Areas of Expertise
Desire
There is so much distress about desire levels and most of the time it comes down to one fundamental question: are my levels of desire normal? During the majority of my time studying the philosophy of sex, my primary focus was on desire. I wanted to learn everything I could and understand all aspects of desire. I was curious about what it was, how it emerged, how it was influenced, how it changed over time, how it was shaped by culture, relationship dynamics and intersecting identities, how it was distinguished from attraction and arousal and much more. The thing I found most interesting was the number of people, primarily those socialized as women, who found it difficult to access their own desire. “Tell me what you want” seems like an innocuous question, but if you don’t believe you’re inherently allowed to want, accessing desire can feel scary because it’s unknown. Many women want to want, but don’t know how to identify their own desires separately from their partner’s wants. There are many reasons for this and you’re absolutely not alone in feeling like you don’t know where to start.
Sex & Infertility
Anyone who says “trying for a baby is the fun part” has probably not experienced infertility. Timed intercourse, performance on demand, medicalizing sex, hormones, depression, grief, body imagecoupled with the fact that NO ONE IS TALKING ABOUT THE SEXUAL COMPONENT, what could possibly go wrong? (said sarcastically because I get it. ) I’ve been there. You can read about it here. Going through infertility is such an emotional process and can wreak havoc on things like body image, desire and sexual communication.
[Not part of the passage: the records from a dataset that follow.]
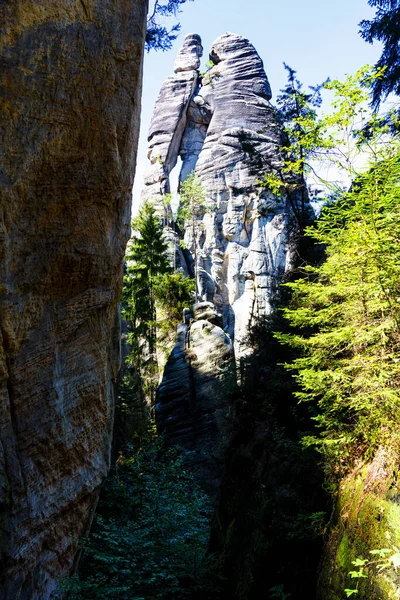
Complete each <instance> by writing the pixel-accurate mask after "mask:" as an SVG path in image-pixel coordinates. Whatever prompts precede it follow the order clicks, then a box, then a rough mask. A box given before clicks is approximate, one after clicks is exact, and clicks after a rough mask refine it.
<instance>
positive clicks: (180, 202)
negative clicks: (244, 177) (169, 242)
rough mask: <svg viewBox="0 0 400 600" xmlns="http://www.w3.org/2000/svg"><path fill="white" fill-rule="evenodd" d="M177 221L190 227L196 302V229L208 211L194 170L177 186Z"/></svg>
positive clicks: (203, 195) (196, 247)
mask: <svg viewBox="0 0 400 600" xmlns="http://www.w3.org/2000/svg"><path fill="white" fill-rule="evenodd" d="M179 194H180V197H179V210H178V222H179V223H181V224H184V223H185V224H187V226H189V227H190V228H191V233H192V239H193V259H194V279H195V285H196V292H195V293H196V302H197V301H198V299H199V284H198V272H197V231H198V227H199V225H198V219H199V217H201V216H203V215H204V213H206V212H208V208H207V204H206V199H205V195H204V189H203V187H202V185H201V182H200V180H199V178H198V177H197V175H196V174H195V173H194V171H193V172H192V173H191V174H190V175H189V177H188V178H187V179H186V180H185V181H183V182H182V183H181V184H180V187H179Z"/></svg>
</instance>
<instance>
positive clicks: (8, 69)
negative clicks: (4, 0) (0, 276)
mask: <svg viewBox="0 0 400 600" xmlns="http://www.w3.org/2000/svg"><path fill="white" fill-rule="evenodd" d="M146 11H147V2H146V0H135V1H134V0H127V1H122V0H97V1H96V2H94V1H93V0H82V1H81V2H71V1H67V0H58V1H54V0H28V1H26V0H15V1H13V2H2V3H1V6H0V21H1V23H2V27H1V29H2V31H1V39H0V46H1V54H2V57H1V64H2V68H1V81H0V86H1V91H0V98H1V100H0V102H1V112H2V123H1V138H2V144H1V149H0V152H1V162H2V180H1V201H0V210H1V220H0V263H1V283H0V290H1V292H0V306H1V308H0V319H1V330H0V331H1V333H0V335H1V343H0V379H1V388H0V394H1V400H0V407H1V408H0V440H1V441H0V477H1V480H0V512H1V516H0V519H1V550H0V552H1V563H0V564H1V567H0V573H1V582H0V597H1V598H2V599H6V600H15V599H17V598H18V599H19V600H47V599H48V598H55V597H56V596H57V592H56V586H57V580H58V579H59V578H60V576H62V575H65V574H66V573H67V572H68V570H69V569H70V567H71V564H72V561H73V557H74V553H75V551H76V538H77V537H79V536H80V534H81V533H82V532H83V531H84V529H85V526H86V524H87V522H88V519H89V516H90V515H89V513H90V508H91V507H92V506H93V504H94V502H95V499H96V490H97V489H98V487H99V485H100V483H101V481H102V479H103V478H104V475H105V473H106V471H107V469H108V465H109V453H110V442H111V440H110V435H111V429H112V416H113V380H114V379H115V377H116V374H117V371H118V366H119V357H118V354H119V339H118V327H117V325H116V322H117V321H116V305H117V302H118V298H119V294H120V289H121V282H122V268H121V264H122V257H123V254H124V248H125V244H126V241H127V238H128V234H129V220H130V196H131V188H132V180H133V168H132V165H134V163H135V152H136V145H137V136H138V122H139V111H140V92H141V72H142V54H143V43H144V34H145V21H146Z"/></svg>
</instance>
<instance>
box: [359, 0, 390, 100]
mask: <svg viewBox="0 0 400 600" xmlns="http://www.w3.org/2000/svg"><path fill="white" fill-rule="evenodd" d="M368 4H369V5H370V6H373V7H375V8H376V15H375V18H374V19H372V21H366V20H364V21H361V23H360V28H361V29H360V33H361V37H363V38H364V40H365V41H367V42H369V43H370V44H372V43H373V42H374V41H375V40H378V41H380V42H382V43H383V51H382V54H381V56H380V58H379V60H378V62H377V63H376V65H375V68H376V69H380V70H382V69H384V71H382V75H381V77H379V78H378V79H376V80H375V81H374V83H373V85H372V89H371V91H372V105H373V107H374V108H375V109H378V108H379V105H380V103H381V102H382V101H383V100H385V99H386V98H387V96H388V95H389V94H390V93H394V94H396V95H397V96H400V1H399V0H369V2H368Z"/></svg>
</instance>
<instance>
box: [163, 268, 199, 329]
mask: <svg viewBox="0 0 400 600" xmlns="http://www.w3.org/2000/svg"><path fill="white" fill-rule="evenodd" d="M194 290H195V284H194V280H193V279H192V278H191V277H185V276H184V275H183V274H182V273H164V275H159V276H158V277H156V278H155V280H154V295H155V298H156V302H157V305H158V306H159V307H160V308H161V310H162V312H163V314H164V315H165V318H166V321H167V323H168V327H169V328H171V327H172V328H174V329H175V328H176V326H177V325H178V323H181V322H182V313H183V309H184V308H187V307H189V306H191V305H192V304H193V300H194Z"/></svg>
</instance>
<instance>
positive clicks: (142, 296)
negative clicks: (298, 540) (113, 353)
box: [122, 202, 171, 362]
mask: <svg viewBox="0 0 400 600" xmlns="http://www.w3.org/2000/svg"><path fill="white" fill-rule="evenodd" d="M132 228H133V230H134V231H135V235H134V237H133V238H132V241H131V243H130V246H129V250H128V253H127V255H126V261H127V272H126V275H125V277H124V288H123V295H122V307H123V316H124V318H125V319H126V320H127V321H128V322H129V323H130V325H131V330H132V335H131V336H130V342H131V344H132V347H133V355H134V356H135V357H136V358H137V359H138V360H139V362H140V357H141V354H142V350H143V340H146V342H147V344H148V348H147V350H149V351H150V354H152V352H153V351H154V347H155V342H156V326H155V322H156V307H155V297H154V289H153V288H154V279H155V278H156V277H157V276H159V275H163V274H165V273H168V272H169V271H171V266H170V264H169V262H168V255H167V251H168V244H167V242H166V241H165V240H164V235H163V229H162V225H161V223H160V219H159V218H158V217H157V215H156V213H155V209H154V207H153V206H152V204H151V203H149V202H145V203H144V204H143V206H142V208H141V209H140V211H139V214H138V216H137V217H136V219H135V220H134V221H133V222H132Z"/></svg>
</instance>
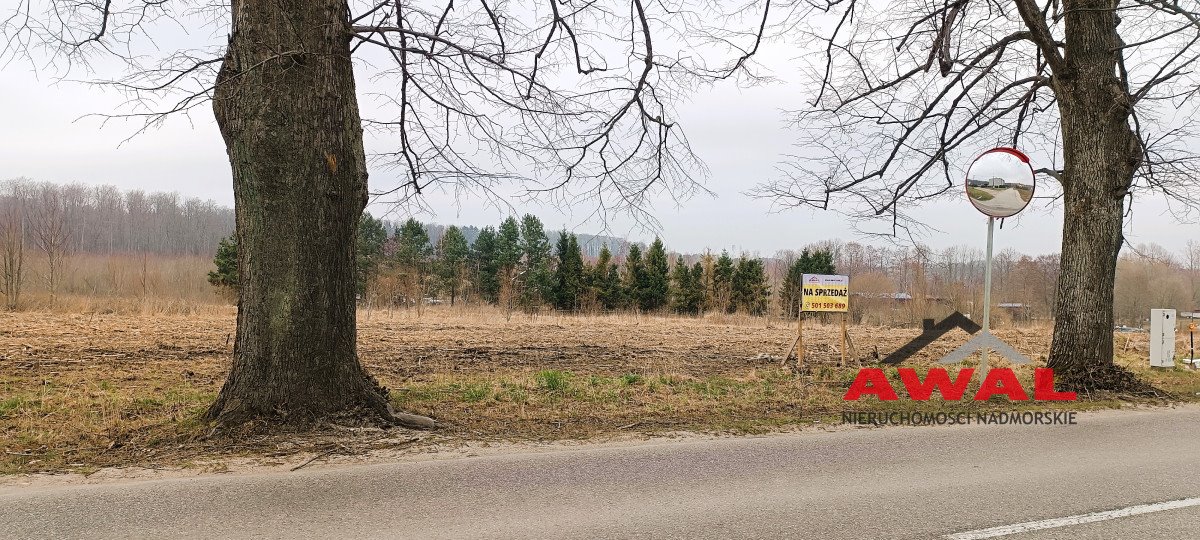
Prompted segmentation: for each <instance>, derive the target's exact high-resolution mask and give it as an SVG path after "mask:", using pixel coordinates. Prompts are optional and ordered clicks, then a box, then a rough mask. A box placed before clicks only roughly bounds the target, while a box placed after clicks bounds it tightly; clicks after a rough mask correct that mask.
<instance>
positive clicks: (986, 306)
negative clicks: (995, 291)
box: [979, 216, 996, 377]
mask: <svg viewBox="0 0 1200 540" xmlns="http://www.w3.org/2000/svg"><path fill="white" fill-rule="evenodd" d="M995 228H996V218H995V217H991V216H988V257H986V262H985V263H984V268H983V331H984V334H990V332H991V238H992V233H994V232H995ZM986 368H988V349H986V348H984V349H983V350H982V352H980V360H979V371H980V372H983V371H984V370H986ZM980 377H983V376H982V374H980Z"/></svg>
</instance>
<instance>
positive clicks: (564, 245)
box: [554, 230, 584, 311]
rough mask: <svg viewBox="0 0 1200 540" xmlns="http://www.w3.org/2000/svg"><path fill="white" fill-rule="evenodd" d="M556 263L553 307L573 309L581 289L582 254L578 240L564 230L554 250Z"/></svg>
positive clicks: (578, 304) (579, 303)
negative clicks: (556, 264) (556, 247)
mask: <svg viewBox="0 0 1200 540" xmlns="http://www.w3.org/2000/svg"><path fill="white" fill-rule="evenodd" d="M556 252H557V253H556V256H557V257H556V258H557V259H558V265H557V266H556V268H554V307H557V308H559V310H563V311H574V310H576V308H577V307H578V305H580V295H581V293H582V290H583V281H584V276H583V256H582V254H581V253H580V241H578V239H577V238H576V236H575V235H574V234H568V233H566V232H565V230H564V232H562V233H560V234H559V235H558V245H557V250H556Z"/></svg>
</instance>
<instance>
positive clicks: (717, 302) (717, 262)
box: [710, 250, 737, 313]
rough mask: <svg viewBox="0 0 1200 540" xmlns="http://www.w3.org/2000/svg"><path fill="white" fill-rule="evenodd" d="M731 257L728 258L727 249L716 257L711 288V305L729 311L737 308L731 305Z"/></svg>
mask: <svg viewBox="0 0 1200 540" xmlns="http://www.w3.org/2000/svg"><path fill="white" fill-rule="evenodd" d="M732 288H733V259H732V258H730V252H728V251H724V250H722V251H721V256H720V257H718V258H716V263H714V264H713V290H712V293H710V294H712V305H713V308H715V310H720V311H725V312H730V313H732V312H733V311H736V310H737V306H734V305H733V302H732V298H733V290H732Z"/></svg>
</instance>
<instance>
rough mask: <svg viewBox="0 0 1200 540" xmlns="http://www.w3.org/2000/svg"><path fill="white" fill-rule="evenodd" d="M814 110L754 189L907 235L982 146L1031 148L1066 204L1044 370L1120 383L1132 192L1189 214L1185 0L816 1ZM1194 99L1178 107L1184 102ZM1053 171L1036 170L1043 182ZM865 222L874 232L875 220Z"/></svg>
mask: <svg viewBox="0 0 1200 540" xmlns="http://www.w3.org/2000/svg"><path fill="white" fill-rule="evenodd" d="M818 8H820V10H823V11H826V12H827V14H826V17H821V18H817V20H818V23H817V24H815V25H814V26H811V28H810V29H809V30H808V32H809V35H810V36H811V37H812V38H815V40H816V41H818V42H820V43H822V47H821V52H820V53H818V54H817V55H815V56H812V58H811V62H810V64H808V67H809V68H810V73H811V74H812V86H811V88H812V90H814V94H812V106H811V107H810V108H806V109H804V110H802V112H798V113H797V114H796V115H794V120H796V128H797V131H798V132H799V133H800V140H799V146H800V148H799V149H798V151H797V155H798V156H799V157H797V158H796V160H794V161H792V162H791V164H790V167H788V168H787V169H786V170H787V174H786V175H784V178H781V179H780V180H778V181H772V182H768V184H763V185H761V186H760V187H758V190H757V191H756V193H757V194H758V196H762V197H767V198H772V199H774V200H775V202H776V203H779V204H781V205H785V206H787V205H806V206H816V208H822V209H829V208H844V209H852V210H851V212H852V214H854V215H856V216H858V217H863V218H876V220H881V221H882V222H883V223H886V227H887V229H888V232H890V233H896V232H900V233H904V232H907V230H911V229H912V228H913V227H914V226H919V223H920V220H922V216H920V214H919V210H914V209H916V208H919V206H918V204H919V203H922V202H924V200H926V199H931V198H936V197H940V196H942V194H943V193H950V194H953V193H954V192H956V191H959V190H960V188H961V187H960V184H961V174H962V169H964V168H965V167H966V164H967V163H970V161H971V158H972V157H973V156H974V155H977V154H978V152H980V151H983V150H985V149H988V148H989V146H992V145H1014V146H1020V148H1022V149H1025V150H1027V151H1028V152H1031V154H1033V156H1034V160H1036V161H1037V162H1038V167H1037V169H1038V173H1039V174H1040V175H1043V176H1044V178H1048V179H1054V181H1056V184H1057V185H1058V187H1060V190H1050V191H1051V192H1052V196H1054V198H1060V199H1061V204H1062V206H1063V210H1064V217H1066V218H1064V224H1063V232H1062V258H1061V262H1060V264H1061V274H1060V278H1058V283H1057V295H1056V305H1055V310H1054V316H1055V330H1054V340H1052V344H1051V348H1050V358H1049V365H1050V367H1054V368H1056V370H1057V373H1058V374H1060V379H1061V382H1062V383H1063V384H1064V386H1068V388H1073V389H1084V390H1090V389H1097V388H1122V386H1126V385H1128V384H1129V383H1130V380H1129V377H1127V376H1126V374H1124V373H1123V372H1122V371H1121V370H1117V368H1116V367H1115V366H1114V364H1112V335H1111V332H1112V290H1114V275H1115V271H1116V263H1117V253H1118V252H1120V250H1121V247H1122V244H1123V235H1122V228H1123V222H1124V217H1126V214H1127V212H1128V208H1129V206H1128V202H1129V200H1132V197H1133V194H1134V193H1135V192H1139V191H1147V192H1150V191H1157V192H1160V193H1165V194H1168V196H1169V197H1174V198H1175V200H1176V202H1178V203H1180V204H1183V205H1186V206H1190V208H1194V206H1195V205H1196V204H1198V202H1200V198H1196V197H1195V187H1196V181H1195V180H1194V179H1195V178H1196V175H1195V173H1196V164H1198V161H1196V160H1198V155H1196V154H1195V152H1193V151H1190V150H1189V149H1188V148H1187V146H1188V143H1189V140H1190V138H1189V137H1190V133H1192V132H1190V130H1189V127H1192V119H1190V114H1189V113H1188V112H1190V110H1192V109H1193V108H1194V107H1195V103H1194V101H1193V97H1194V96H1195V95H1196V90H1198V85H1200V76H1198V71H1196V70H1195V60H1196V56H1198V55H1200V14H1198V13H1196V12H1195V11H1194V6H1192V5H1186V4H1181V2H1178V1H1177V0H1062V1H1060V0H1044V1H1040V0H947V1H934V2H924V1H920V2H918V1H906V2H887V4H878V2H866V1H859V0H848V1H832V0H830V1H828V2H820V7H818ZM1178 109H1182V110H1186V113H1183V114H1176V110H1178ZM1045 184H1049V182H1043V185H1045ZM868 228H869V227H868Z"/></svg>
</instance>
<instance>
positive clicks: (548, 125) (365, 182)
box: [2, 0, 770, 426]
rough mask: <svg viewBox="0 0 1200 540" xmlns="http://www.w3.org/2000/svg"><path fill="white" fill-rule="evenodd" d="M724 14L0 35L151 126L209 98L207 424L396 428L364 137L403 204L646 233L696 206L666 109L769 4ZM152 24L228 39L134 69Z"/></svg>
mask: <svg viewBox="0 0 1200 540" xmlns="http://www.w3.org/2000/svg"><path fill="white" fill-rule="evenodd" d="M755 7H757V8H755ZM722 12H728V10H727V8H726V7H725V6H724V5H722V4H721V2H714V1H707V0H696V1H689V0H685V1H679V2H670V4H661V2H650V1H647V0H622V1H617V0H600V1H588V2H572V1H562V0H548V1H544V2H536V4H528V2H503V1H494V0H479V1H475V2H463V1H457V2H456V1H452V0H442V1H420V0H419V1H398V0H397V1H391V0H386V1H377V0H302V1H301V0H282V1H265V0H233V1H232V2H229V4H224V2H217V4H211V5H208V4H202V5H199V6H197V5H196V4H194V2H179V5H176V4H175V2H164V1H160V0H22V1H19V2H18V7H17V10H16V13H14V14H13V16H12V17H11V18H8V19H7V22H5V23H4V30H2V31H4V34H5V35H6V36H7V38H8V43H10V50H16V52H17V53H18V54H30V55H32V54H47V53H48V54H49V55H50V56H53V58H54V59H56V60H58V61H59V62H60V65H62V66H65V67H67V68H70V67H72V66H74V65H77V64H78V62H80V61H86V60H89V59H92V58H95V56H96V55H102V54H118V55H119V56H120V60H121V61H122V62H124V64H125V65H127V66H128V71H127V73H126V76H125V77H122V78H119V79H118V80H113V82H109V84H110V85H112V86H114V88H116V89H120V90H122V91H126V92H130V94H131V97H133V98H134V103H137V104H144V106H145V107H146V108H145V109H136V110H132V112H130V114H133V115H140V116H142V118H143V119H145V121H146V122H148V124H149V125H154V124H155V122H158V121H161V120H162V119H163V118H164V116H163V114H169V113H175V112H194V110H196V109H197V107H200V106H202V104H203V103H205V102H206V101H208V100H209V98H211V102H212V109H214V112H215V115H216V120H217V125H218V127H220V131H221V134H222V136H223V138H224V142H226V148H227V150H228V156H229V162H230V167H232V172H233V182H234V198H235V203H236V204H235V212H236V224H238V227H236V230H238V246H239V251H240V253H239V275H240V280H241V283H240V288H239V314H238V332H236V344H235V349H234V362H233V370H232V372H230V374H229V378H228V380H227V383H226V385H224V388H223V389H222V391H221V394H220V396H218V398H217V401H216V403H215V404H214V406H212V408H211V410H210V413H209V414H210V416H211V418H214V419H216V420H218V421H222V422H226V424H229V422H240V421H242V420H248V419H257V418H272V419H278V418H281V416H283V418H284V419H311V418H314V416H322V415H326V414H331V413H340V412H348V410H352V409H356V410H370V412H373V414H376V415H378V416H382V418H385V419H390V420H395V419H398V420H400V421H402V422H406V424H412V425H421V426H427V425H430V424H431V421H430V420H428V419H422V418H416V416H395V415H394V414H392V413H391V410H390V407H389V406H388V401H386V391H385V390H384V389H380V388H379V386H378V384H377V383H376V382H374V379H373V378H371V377H370V376H368V374H367V373H366V372H365V371H364V368H362V366H361V365H360V364H359V361H358V354H356V349H355V328H354V325H355V305H354V281H355V280H354V268H355V264H354V245H355V241H354V235H355V229H356V224H358V221H359V215H360V214H361V211H362V208H364V205H365V204H366V203H367V199H368V191H367V152H366V146H365V142H364V128H365V127H368V128H372V130H379V131H382V132H384V133H383V134H380V136H378V137H379V139H378V140H379V143H380V144H388V145H389V146H388V148H386V149H385V150H383V151H379V152H378V154H377V157H378V158H379V160H382V162H384V163H386V164H391V166H396V167H398V168H400V169H401V170H403V173H404V175H406V181H404V182H403V184H402V185H398V186H394V188H391V190H379V191H386V192H391V193H392V194H395V196H396V197H397V198H400V199H402V200H403V199H408V198H409V197H412V196H415V194H418V193H421V192H422V191H425V190H427V188H430V187H434V186H442V187H445V188H448V190H455V191H458V192H474V193H484V194H490V193H493V192H494V187H496V186H497V185H498V184H499V182H504V181H518V182H521V184H522V185H524V186H527V188H528V193H529V194H547V196H550V197H551V198H554V199H557V200H578V199H581V198H582V199H584V200H588V202H589V204H592V208H594V209H599V211H600V212H601V214H604V212H607V211H630V212H632V214H636V215H641V216H647V210H648V209H647V206H646V204H647V200H648V197H649V196H650V194H652V193H655V192H661V191H667V192H670V193H672V194H673V196H682V194H688V193H690V192H694V191H696V190H700V188H701V187H700V185H698V184H696V181H695V176H694V174H695V173H697V172H698V170H701V167H700V164H698V162H697V161H696V158H695V156H694V155H692V154H691V151H690V149H689V146H688V142H686V139H685V138H684V136H683V132H682V131H680V128H679V126H678V125H677V124H676V121H674V120H673V119H672V107H671V103H672V101H673V100H674V98H677V97H678V95H679V92H680V91H682V90H683V89H691V88H695V86H696V85H700V84H707V83H709V82H714V80H718V79H724V78H744V77H746V74H748V70H746V67H748V64H749V61H750V59H751V56H752V55H754V54H755V52H756V50H757V49H758V44H760V41H761V36H762V35H763V34H764V28H766V24H767V16H768V13H769V12H770V8H769V4H766V5H762V6H749V7H748V6H738V7H737V8H736V10H734V11H732V12H728V13H727V16H722ZM197 17H199V18H202V19H203V18H208V20H200V22H197V20H196V18H197ZM164 18H174V19H176V20H179V22H180V24H182V25H185V26H190V25H197V24H200V23H204V22H208V23H215V24H214V26H216V28H220V29H222V30H226V31H222V32H220V34H221V35H226V34H227V35H228V42H226V43H218V44H209V46H206V47H200V48H196V49H188V50H179V52H176V53H174V54H170V55H168V56H167V58H164V59H162V60H161V61H158V62H156V64H152V65H143V64H140V62H139V55H137V54H128V53H127V52H130V50H140V49H138V47H139V46H140V44H139V43H138V40H139V38H140V37H143V36H144V35H146V34H150V32H152V31H155V28H151V26H149V25H148V24H149V23H152V22H155V20H160V19H164ZM712 22H720V23H721V24H720V25H719V26H714V25H712V24H710V23H712ZM700 44H704V46H706V47H707V49H706V50H697V47H698V46H700ZM355 56H358V58H360V59H361V60H359V61H355V60H354V59H355ZM704 59H720V60H716V61H712V60H704ZM372 76H383V77H390V79H389V80H391V85H390V86H389V88H388V89H386V90H383V91H380V92H379V94H377V95H373V96H372V100H373V101H374V104H377V106H378V110H376V109H370V110H371V112H372V113H376V114H374V116H376V118H374V119H367V120H362V119H361V116H362V113H361V110H360V109H361V108H360V102H359V91H358V89H356V84H358V83H360V82H362V80H367V79H368V78H370V77H372ZM155 106H164V107H162V108H154V107H155ZM389 133H390V134H391V136H390V138H389Z"/></svg>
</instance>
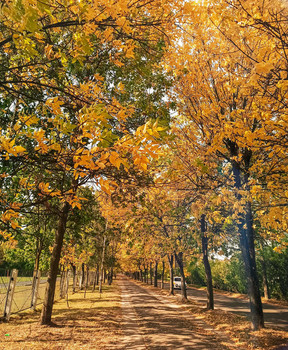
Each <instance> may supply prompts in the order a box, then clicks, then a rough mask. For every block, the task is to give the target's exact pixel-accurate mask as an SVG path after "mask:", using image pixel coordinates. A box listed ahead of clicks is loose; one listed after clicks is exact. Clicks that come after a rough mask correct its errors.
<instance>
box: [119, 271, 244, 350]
mask: <svg viewBox="0 0 288 350" xmlns="http://www.w3.org/2000/svg"><path fill="white" fill-rule="evenodd" d="M117 283H118V284H119V286H120V287H121V293H122V307H123V330H124V339H123V344H122V345H123V348H124V349H129V350H142V349H146V350H147V349H149V350H164V349H167V350H169V349H171V350H172V349H173V350H175V349H178V350H190V349H197V350H204V349H214V350H218V349H223V350H225V349H236V345H235V344H234V343H232V341H231V340H228V339H227V338H225V337H223V335H221V334H220V333H218V332H216V331H215V330H214V329H213V328H211V327H210V326H208V325H207V324H205V323H204V322H203V321H202V320H196V319H195V318H193V316H192V315H191V314H189V313H188V312H187V311H185V310H183V309H182V308H181V306H179V305H177V304H173V303H172V302H170V301H169V298H166V297H162V296H161V299H163V300H160V297H159V296H157V295H156V294H154V293H153V292H152V291H150V290H147V289H146V288H144V287H142V286H140V285H138V284H136V283H134V282H133V281H131V280H129V279H127V278H125V277H123V276H121V277H119V279H118V280H117ZM237 349H239V347H237Z"/></svg>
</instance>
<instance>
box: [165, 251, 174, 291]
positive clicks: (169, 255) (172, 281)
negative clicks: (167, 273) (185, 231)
mask: <svg viewBox="0 0 288 350" xmlns="http://www.w3.org/2000/svg"><path fill="white" fill-rule="evenodd" d="M167 257H168V262H169V273H170V282H169V294H170V295H174V284H173V279H174V270H173V264H174V256H173V254H171V255H170V254H168V255H167Z"/></svg>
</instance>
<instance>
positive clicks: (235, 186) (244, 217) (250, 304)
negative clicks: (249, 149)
mask: <svg viewBox="0 0 288 350" xmlns="http://www.w3.org/2000/svg"><path fill="white" fill-rule="evenodd" d="M247 152H248V151H247ZM246 157H248V156H246ZM246 162H249V159H248V158H247V160H246ZM232 169H233V175H234V180H235V187H236V189H237V190H241V189H242V183H241V176H240V173H241V169H240V166H239V165H238V163H236V162H233V163H232ZM244 184H245V185H246V187H248V175H247V174H246V175H245V177H244ZM246 189H247V188H246ZM241 198H242V197H241V195H240V194H237V200H239V201H240V200H241ZM237 226H238V231H239V234H240V248H241V251H242V256H243V260H244V264H245V271H246V276H247V282H248V295H249V301H250V310H251V323H252V329H253V330H259V329H261V328H263V327H264V315H263V308H262V301H261V294H260V288H259V281H258V276H257V268H256V259H255V246H254V229H253V214H252V207H251V202H249V201H248V200H247V202H246V206H245V213H243V214H242V215H241V217H240V218H239V223H238V225H237Z"/></svg>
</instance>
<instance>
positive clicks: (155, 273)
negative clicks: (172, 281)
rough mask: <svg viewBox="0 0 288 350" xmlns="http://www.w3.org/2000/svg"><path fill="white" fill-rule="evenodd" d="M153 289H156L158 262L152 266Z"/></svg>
mask: <svg viewBox="0 0 288 350" xmlns="http://www.w3.org/2000/svg"><path fill="white" fill-rule="evenodd" d="M154 287H158V261H157V260H156V261H155V265H154Z"/></svg>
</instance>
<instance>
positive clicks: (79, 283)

There is still such a social stigma over talking about infertility and when you add on the general sex-negative culture we live in, it makes it even more intense and isolating. Whether you’re just starting the TTC journey and want to be proactive in protecting and preserving your sexual life, or have been struggling with infertility for a decade, or anywhere in between -I’m here to help.
Pleasure
My work is centered around pleasure, and for good reason. I believe pleasure is a critical form of self-care. Not necessarily, sexual pleasure, but pleasure in all its many facets. Like desire, accessing pleasure can be foreign to some people. Especially if you’re in a body that’s absorbed the idea that pleasure isn’t for YOU. This is particularly relevant if you’re in a marginalized body. Black bodies, trans bodies, fat bodies and disabled bodies are particularly susceptible to internalizing the harmful narratives that pleasure is something that’s not deserved. This could not be further from the truth and is the reason why I call myself The Pleasure Anarchist. Pleasure Anarchy is a term I use to resist the idea that pleasure is only for those people who meet certain societal standards. Seeking pleasure is therefore a form of resistance.